On March 20, 2020, the Office of Management and Budget (“OMB”) issued guidance to federal government contractors (“contractors”) for dealing with a myriad of performance issues associated with COVID-19 (“OMB’s Guidance”).
OMB Urges Agencies to Maximize Telework
OMB acknowledged that many contractors ordinarily work side-by-side with the Federal workforce but now be unable to access their Federal work sites as a result of building closures, quarantines or implementation of social distancing practices. OMB urged agencies to “work with the contractors, if they haven’t already to evaluate and maximize telework for contractor employees, wherever possible.” OMB’s Guidance specifically stated, “This includes modifying contracts that do not currently allow for telework.”
OMB Tells Agencies to Provide Extensions to Performance Dates
OMB told agencies to provide extensions to performance dates if telework or other flexible work solutions such as virtual work environments, are not possible, or if a contractor is unable to perform in a timely manner due to quarantining, social distancing or other COVID-19 related interruptions. According to OMB’s Guidance, “Government contracts provide for excusable delays, which may extend to quarantine restrictions due to exposure to COVID-19.” OMB mentioned one specific example of extending a deadline: Current registrants in the U.S. General Services Administration’s System for Award Management with active registrations expiring before May 17, 2020 will be afforded a one-time extension of 60 days.

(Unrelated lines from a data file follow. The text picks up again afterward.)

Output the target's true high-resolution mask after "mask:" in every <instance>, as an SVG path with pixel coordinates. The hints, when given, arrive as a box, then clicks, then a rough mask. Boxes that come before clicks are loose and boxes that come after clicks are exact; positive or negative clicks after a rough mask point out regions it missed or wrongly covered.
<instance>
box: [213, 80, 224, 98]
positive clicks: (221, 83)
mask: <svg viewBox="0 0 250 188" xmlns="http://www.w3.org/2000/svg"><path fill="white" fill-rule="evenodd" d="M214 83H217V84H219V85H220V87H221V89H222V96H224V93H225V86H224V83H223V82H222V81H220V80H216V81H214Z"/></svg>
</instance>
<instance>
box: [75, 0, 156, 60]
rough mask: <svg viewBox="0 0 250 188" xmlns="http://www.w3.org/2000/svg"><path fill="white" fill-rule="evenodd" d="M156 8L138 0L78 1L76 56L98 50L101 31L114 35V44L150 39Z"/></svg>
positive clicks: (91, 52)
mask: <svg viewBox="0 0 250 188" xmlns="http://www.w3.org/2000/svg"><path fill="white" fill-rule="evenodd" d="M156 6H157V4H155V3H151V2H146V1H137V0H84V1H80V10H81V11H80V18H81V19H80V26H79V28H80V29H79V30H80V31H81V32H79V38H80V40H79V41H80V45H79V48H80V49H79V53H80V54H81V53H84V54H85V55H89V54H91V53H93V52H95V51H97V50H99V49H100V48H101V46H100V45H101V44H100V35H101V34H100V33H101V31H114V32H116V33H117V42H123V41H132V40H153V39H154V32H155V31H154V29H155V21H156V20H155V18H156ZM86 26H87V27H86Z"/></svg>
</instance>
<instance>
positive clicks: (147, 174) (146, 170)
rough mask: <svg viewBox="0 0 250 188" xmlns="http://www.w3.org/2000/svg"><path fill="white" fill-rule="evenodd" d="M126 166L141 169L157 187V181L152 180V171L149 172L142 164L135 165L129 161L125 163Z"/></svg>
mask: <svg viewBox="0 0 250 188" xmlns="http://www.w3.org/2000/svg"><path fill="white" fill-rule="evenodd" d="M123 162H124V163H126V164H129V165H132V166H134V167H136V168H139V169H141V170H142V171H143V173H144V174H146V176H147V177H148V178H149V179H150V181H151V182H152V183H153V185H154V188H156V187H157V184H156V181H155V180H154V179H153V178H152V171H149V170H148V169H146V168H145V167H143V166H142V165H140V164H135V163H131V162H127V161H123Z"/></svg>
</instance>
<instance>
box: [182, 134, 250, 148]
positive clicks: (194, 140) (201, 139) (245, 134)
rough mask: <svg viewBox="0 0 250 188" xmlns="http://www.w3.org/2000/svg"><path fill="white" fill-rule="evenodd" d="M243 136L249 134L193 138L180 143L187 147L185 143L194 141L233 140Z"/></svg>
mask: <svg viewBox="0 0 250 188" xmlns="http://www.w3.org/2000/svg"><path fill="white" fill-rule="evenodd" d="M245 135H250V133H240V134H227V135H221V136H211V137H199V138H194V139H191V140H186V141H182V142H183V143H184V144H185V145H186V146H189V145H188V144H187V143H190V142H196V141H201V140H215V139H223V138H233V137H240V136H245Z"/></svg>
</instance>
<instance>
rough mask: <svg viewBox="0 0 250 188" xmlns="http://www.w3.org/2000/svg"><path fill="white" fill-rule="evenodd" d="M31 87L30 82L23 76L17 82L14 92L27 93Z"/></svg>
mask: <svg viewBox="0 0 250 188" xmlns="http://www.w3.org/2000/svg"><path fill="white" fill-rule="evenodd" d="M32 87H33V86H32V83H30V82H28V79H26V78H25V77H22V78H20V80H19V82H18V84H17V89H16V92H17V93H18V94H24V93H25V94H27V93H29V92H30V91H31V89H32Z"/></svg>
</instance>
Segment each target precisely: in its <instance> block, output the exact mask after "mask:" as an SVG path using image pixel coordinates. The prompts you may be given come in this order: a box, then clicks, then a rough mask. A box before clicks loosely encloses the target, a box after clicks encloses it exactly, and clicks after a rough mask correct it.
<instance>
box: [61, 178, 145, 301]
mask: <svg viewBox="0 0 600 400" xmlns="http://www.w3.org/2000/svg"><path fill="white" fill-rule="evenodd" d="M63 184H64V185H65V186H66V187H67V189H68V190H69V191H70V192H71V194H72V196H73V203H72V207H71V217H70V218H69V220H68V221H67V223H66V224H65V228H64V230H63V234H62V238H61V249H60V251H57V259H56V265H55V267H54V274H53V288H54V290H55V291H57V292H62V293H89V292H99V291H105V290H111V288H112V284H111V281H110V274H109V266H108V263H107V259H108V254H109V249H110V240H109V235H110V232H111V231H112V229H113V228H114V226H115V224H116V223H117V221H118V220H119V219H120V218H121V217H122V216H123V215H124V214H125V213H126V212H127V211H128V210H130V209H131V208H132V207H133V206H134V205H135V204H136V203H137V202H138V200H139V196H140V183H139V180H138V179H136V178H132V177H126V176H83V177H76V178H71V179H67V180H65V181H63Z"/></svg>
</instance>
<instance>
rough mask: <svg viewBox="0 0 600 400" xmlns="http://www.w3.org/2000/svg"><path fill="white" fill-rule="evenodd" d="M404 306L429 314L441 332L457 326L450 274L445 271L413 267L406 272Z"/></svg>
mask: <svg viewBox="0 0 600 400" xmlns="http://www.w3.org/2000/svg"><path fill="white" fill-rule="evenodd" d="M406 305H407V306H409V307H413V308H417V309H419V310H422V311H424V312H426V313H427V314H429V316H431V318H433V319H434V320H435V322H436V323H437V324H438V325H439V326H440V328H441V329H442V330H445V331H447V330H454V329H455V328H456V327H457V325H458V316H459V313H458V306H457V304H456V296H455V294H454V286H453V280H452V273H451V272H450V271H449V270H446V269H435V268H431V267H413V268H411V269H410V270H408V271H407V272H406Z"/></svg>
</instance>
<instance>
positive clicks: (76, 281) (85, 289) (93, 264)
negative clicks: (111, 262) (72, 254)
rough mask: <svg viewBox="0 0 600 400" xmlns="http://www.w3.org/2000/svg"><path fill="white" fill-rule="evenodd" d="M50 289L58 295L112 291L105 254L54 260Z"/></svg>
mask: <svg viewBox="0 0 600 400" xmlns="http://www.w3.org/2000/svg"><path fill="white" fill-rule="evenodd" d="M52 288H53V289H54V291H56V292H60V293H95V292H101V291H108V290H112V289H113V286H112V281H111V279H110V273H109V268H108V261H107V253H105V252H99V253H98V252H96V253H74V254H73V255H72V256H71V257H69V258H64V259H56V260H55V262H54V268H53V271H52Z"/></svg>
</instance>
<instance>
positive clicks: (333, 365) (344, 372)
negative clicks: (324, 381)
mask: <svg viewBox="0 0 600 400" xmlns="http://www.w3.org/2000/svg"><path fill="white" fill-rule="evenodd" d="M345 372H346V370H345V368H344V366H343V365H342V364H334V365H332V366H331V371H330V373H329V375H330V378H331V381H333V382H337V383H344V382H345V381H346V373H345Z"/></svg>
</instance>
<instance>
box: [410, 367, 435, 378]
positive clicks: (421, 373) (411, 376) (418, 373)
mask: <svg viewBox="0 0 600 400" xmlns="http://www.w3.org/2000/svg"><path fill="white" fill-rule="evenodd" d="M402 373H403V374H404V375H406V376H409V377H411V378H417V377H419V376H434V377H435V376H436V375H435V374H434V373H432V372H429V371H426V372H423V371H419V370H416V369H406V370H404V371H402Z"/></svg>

OMB Requires Agencies to Consider REAs on a Case-by-Case Basis
OMB requires that agencies review requests for equitable adjustments (“REAs”) on a case-by-case basis in accordance with existing agency practices, taking into account, among other factors, whether the requested costs would be allowable and reasonable to protect the health and safety of contract employees as part of the performance of the contract. The standard for what is “reasonable,” according to FAR § 31.201-3, is what a prudent person would do under the circumstances prevailing at the time the decision was made to incur the cost (e.g., did the contractor take actions consistent with Centers for Disease Control and Prevention (“CDC”) guidance; did the contractor reach out to the contracting officer or the contracting officer representative to discuss appropriate actions prior to taking such actions, etc.).
OMB Requests That Agencies Consider Retooling Contracts
OMB told agencies to take into consideration whether it is beneficial to keep skilled professionals or key personnel in a “mobile ready state for activities the agency deems critical to national security or other high priorities” (e.g. , national security professionals, skilled scientists). OBM recommended that agencies consider whether contracts that possess capabilities for addressing impending requirements such as security, logistics, or other function, may be retooled for pandemic response consistent with the scope of the contract.
OMB Encourages Agencies to Leverage Special Emergency Procurement Authority under the Stafford Act
OMB encouraged agencies to leverage the special emergency procurement authorities authorized in connection with the President’s emergency declaration under the Stafford Act. These flexibilities include increases to the micro-purchase threshold, the simplified acquisition threshold, and the threshold for using simplified procedures for certain commercial items, all of which are designed to reduce friction for contractors, especially small businesses, and the government and enable more rapid response to the many pressing demands agencies face. Specifically, (1) The micro-purchase threshold is raised from $10,0001 to $20,000 for domestic purchases and to $30,000 for purchases outside the U.S.; (2) The simplified acquisition threshold is raised from $250,0002 to $750,000 for domestic purchases and $1.5 million for purchases outside the U.S.; and (3) Agencies may use simplified acquisition procedures up to $13 million for purchases of commercial item buys. OMB explained that the availability of these flexibilities does not mean they will always be suitable, and agencies should exercise sound fiscal prudence to maximize value for each taxpayer dollar spent. OMB desires that the acquisition workforce feel fully empowered to use the acquisition flexibilities, as needed, consistent with good business judgment in response to this national emergency.